At the root of this is the American obsession with self-reliance, which makes it more acceptable to applaud an individual for working himself to death than to argue that an individual working himself to death is evidence of a flawed economic system. The contrast between the gig economy’s rhetoric (everyone is always connecting, having fun, and killing it!) and the conditions that allow it to exist (a lack of dependable employment that pays a living wage) makes this kink in our thinking especially clear. Human-interest stories about the beauty of some person standing up to the punishments of late capitalism are regular features in the news, too. I’ve come to detest the local-news set piece about the man who walks ten or eleven or twelve miles to work—a story that’s been filed from Oxford, Alabama; from Detroit, Michigan; from Plano, Texas. The story is always written as a tearjerker, with praise for the person’s uncomplaining attitude; a car is usually donated to the subject in the end. Never mentioned or even implied is the shamefulness of a job that doesn’t permit a worker to afford his own commute.

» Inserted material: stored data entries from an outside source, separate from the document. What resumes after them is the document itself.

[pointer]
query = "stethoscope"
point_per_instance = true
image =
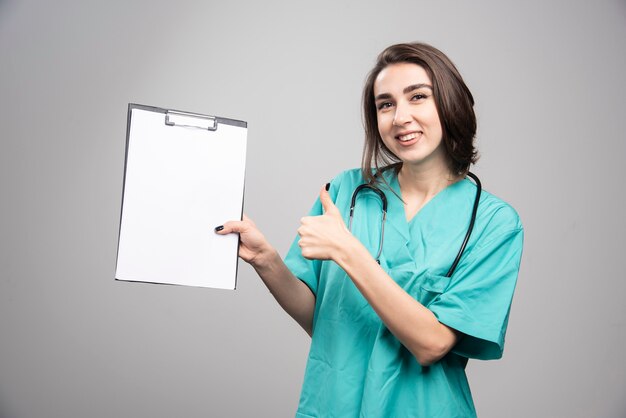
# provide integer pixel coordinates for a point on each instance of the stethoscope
(383, 199)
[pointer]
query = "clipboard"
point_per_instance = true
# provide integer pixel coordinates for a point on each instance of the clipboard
(183, 176)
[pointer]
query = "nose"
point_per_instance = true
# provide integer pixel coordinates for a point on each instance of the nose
(402, 115)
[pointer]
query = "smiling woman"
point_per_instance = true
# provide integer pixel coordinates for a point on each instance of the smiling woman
(393, 314)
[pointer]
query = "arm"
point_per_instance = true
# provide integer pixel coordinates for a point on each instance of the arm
(291, 293)
(326, 237)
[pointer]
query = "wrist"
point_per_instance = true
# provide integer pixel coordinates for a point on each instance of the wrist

There’s a painful distance between the chipper narratives surrounding labor and success in America and the lived experience of workers. A similar conflict drove Nathanael West, in 1934, to publish the novel “A Cool Million,” which satirized the Horatio Alger bootstrap fables that remained popular into the Great Depression. “Alger is to America what Homer was to the Greeks,” West once wrote. His protagonist in “A Cool Million,” Lemuel Pitkin, is an innocent, energetic striver, tasked with saving his mother’s house from foreclosure. A series of Alger-esque plot twists ensue. But Pitkin, rather than triumphing, ends up losing his teeth, his eye, his leg, his scalp, and finally his thumb. Morris Dickstein, in his book “Dancing in the Dark: A Cultural History of the Great Depression,” notes, “The novel ends with Lem as a vaudeville clown being beaten nightly until he simply falls apart.” A former President named Shagpoke Whipple gives a speech valorizing Pitkin’s fate, extolling “the right of every American boy to go into the world and . . . make his fortune by industry.” Whipple describes Pitkin’s dismemberment—“lovingly,” Dickstein adds—and tells his audience that, through Pitkin’s hard work and enthusiastic martyrdom, “America became again American.”